Indeed, men consistently doubt girls and women’s stories of sexism, gender bias, harassment and assault and their harms. Studies show that men, particularly if they are gender traditionalists, are more likely to endorse rape myths, blaming victims and exaggerating claims that women lie. According to one national 2018 study, more than 80 percent of American women have experienced sexual harassment — yet an Ipso Mori study that year found that American men estimate it’s just 44 percent of women.

For young black girls, coming forward, even to parents, is further complicated by considerations of the systemic harms of racism. Racial stereotypes such as a prevalent “adultification” bias that leads people to think of black children as less innocent and in need of nurturing is another important factor.

By adhering to traditional, patriarchal standards of family and sexual identity, fathers exacerbate these harms. Protective rules that belie girls’ actual experiences can alienate daughters, who may feel responsible for their harassment or assault. Additionally, rules that ignore or dismiss what is actually happening to girls don’t allow for open and productive conversations.

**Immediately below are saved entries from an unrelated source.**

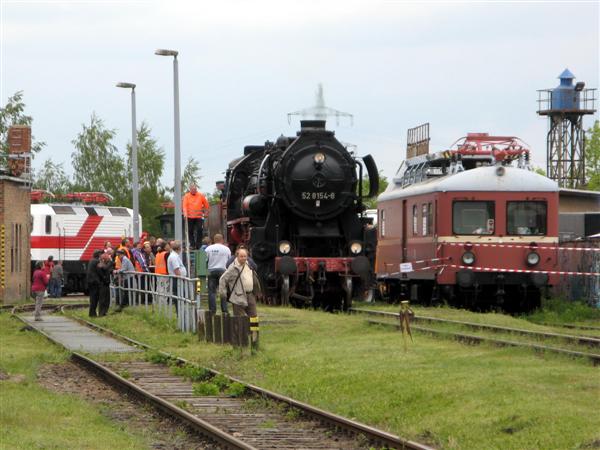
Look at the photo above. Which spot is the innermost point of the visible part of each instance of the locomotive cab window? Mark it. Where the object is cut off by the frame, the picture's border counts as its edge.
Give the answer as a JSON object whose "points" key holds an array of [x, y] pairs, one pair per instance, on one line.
{"points": [[473, 217], [526, 218]]}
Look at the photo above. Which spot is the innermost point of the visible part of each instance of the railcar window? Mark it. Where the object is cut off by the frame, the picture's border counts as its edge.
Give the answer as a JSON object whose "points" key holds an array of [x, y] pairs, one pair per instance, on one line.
{"points": [[120, 212], [429, 219], [473, 217], [526, 218], [415, 221]]}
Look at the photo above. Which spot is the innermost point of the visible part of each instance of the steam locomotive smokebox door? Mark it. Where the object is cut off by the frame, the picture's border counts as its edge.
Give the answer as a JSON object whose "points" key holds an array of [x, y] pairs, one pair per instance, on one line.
{"points": [[261, 247], [316, 176]]}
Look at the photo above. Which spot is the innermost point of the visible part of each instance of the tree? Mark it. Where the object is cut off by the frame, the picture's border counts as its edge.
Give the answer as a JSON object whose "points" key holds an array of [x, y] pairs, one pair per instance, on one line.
{"points": [[592, 157], [151, 163], [13, 114], [371, 203], [151, 158], [97, 164], [52, 177]]}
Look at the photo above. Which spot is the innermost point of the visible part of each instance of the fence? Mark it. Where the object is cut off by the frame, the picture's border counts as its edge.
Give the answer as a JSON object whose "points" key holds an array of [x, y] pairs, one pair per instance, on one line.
{"points": [[165, 295], [587, 288]]}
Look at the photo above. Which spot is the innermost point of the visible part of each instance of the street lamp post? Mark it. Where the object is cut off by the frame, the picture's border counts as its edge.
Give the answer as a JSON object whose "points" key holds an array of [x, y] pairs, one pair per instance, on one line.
{"points": [[177, 192], [135, 182]]}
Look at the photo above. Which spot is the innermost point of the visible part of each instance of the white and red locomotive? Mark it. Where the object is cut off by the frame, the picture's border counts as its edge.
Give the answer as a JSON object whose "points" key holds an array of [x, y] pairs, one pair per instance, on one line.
{"points": [[70, 232], [474, 222]]}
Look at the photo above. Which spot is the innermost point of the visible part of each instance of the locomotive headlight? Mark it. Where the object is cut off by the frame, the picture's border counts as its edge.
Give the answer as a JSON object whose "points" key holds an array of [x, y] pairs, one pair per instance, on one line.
{"points": [[355, 248], [285, 247], [533, 259], [319, 158], [468, 258]]}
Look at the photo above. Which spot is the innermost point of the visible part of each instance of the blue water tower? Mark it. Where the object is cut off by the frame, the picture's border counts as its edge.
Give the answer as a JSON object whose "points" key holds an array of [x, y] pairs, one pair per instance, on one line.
{"points": [[565, 106]]}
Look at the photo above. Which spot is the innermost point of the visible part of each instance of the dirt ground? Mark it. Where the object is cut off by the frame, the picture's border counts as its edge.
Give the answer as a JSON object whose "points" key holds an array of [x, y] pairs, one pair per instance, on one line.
{"points": [[162, 432]]}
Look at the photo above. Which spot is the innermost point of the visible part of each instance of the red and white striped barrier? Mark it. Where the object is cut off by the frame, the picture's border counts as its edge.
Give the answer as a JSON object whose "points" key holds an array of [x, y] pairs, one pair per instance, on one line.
{"points": [[537, 247], [549, 272]]}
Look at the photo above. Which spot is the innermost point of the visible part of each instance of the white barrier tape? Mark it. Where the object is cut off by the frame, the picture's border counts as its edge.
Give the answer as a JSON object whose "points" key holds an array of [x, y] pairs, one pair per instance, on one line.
{"points": [[538, 247], [550, 272]]}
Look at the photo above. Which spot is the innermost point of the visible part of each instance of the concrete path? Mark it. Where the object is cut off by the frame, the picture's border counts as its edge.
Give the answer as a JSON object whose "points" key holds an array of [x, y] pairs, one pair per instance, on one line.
{"points": [[77, 337]]}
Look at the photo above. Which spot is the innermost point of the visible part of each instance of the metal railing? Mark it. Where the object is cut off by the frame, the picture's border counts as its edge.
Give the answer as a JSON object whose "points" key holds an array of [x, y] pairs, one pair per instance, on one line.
{"points": [[166, 295]]}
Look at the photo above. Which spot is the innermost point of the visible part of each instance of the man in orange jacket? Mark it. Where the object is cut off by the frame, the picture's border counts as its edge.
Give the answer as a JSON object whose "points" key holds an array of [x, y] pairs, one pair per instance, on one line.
{"points": [[195, 208]]}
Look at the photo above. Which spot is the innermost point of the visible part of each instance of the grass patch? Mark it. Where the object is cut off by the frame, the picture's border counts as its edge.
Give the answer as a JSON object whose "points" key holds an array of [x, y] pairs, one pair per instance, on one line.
{"points": [[205, 388], [33, 417], [439, 392], [191, 372]]}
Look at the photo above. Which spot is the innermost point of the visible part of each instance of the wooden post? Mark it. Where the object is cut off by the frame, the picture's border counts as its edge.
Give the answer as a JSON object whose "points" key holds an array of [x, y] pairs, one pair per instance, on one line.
{"points": [[235, 331], [244, 331], [226, 329], [201, 327], [254, 333]]}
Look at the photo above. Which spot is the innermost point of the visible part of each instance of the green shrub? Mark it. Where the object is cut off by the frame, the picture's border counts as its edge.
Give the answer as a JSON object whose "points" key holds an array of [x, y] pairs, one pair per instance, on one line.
{"points": [[191, 372], [205, 388], [221, 381]]}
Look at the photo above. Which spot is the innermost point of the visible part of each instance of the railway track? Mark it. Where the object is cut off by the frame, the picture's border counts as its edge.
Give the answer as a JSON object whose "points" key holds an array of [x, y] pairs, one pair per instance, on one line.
{"points": [[471, 338], [254, 419]]}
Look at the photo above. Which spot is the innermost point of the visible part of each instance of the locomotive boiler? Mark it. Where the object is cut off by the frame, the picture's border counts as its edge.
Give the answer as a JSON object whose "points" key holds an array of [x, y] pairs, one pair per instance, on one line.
{"points": [[297, 204]]}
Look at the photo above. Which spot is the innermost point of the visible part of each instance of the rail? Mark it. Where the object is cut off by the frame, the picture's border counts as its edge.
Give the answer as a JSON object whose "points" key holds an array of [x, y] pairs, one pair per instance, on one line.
{"points": [[165, 295]]}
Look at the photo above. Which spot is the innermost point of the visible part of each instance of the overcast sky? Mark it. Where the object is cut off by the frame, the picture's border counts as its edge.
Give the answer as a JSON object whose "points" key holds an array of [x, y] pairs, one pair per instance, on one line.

In my case, my father and I had a strong, if sometimes combative, relationship, yet I never told him about my experiences. Telling him what was going on would have resulted in more restrictions on me, an undesirable outcome. I was also sometimes concerned for his safety if he chose to defend me in a way that could lead to violence. But even if I had talked about it, societal norms have long minimized and even trivialized behavior that women and girls find abusive. Catcalling, for example, was up until recently widely considered a normal result of men’s uncontrollable urges, urges that girls are supposed to work around and even find flattering.

Fathers who develop honest, open and supportive relationships with their maturing daughters have enormous influence over their well-being, but fathers need to listen to their daughters and believe them when they speak. No father can personally safeguard his daughter, and many men struggle to acknowledge threats that girls encounter.

Keeping girls safe has to include keeping them healthy and in charge of their own bodies. Purity tests and other age-old patriarchal parenting tactics do the opposite. To be legitimate, protecting girls has to go beyond masculine posturing and honor. This requires that men interrogate deep-seated male ideals and entitlements and hold boys and other men accountable for predatory behavior. It is possible to embody masculine virtues and identity in ways that don’t deny girls’ rights or experiences, perpetuating structural inequalities. Virginity tests have never been one of them.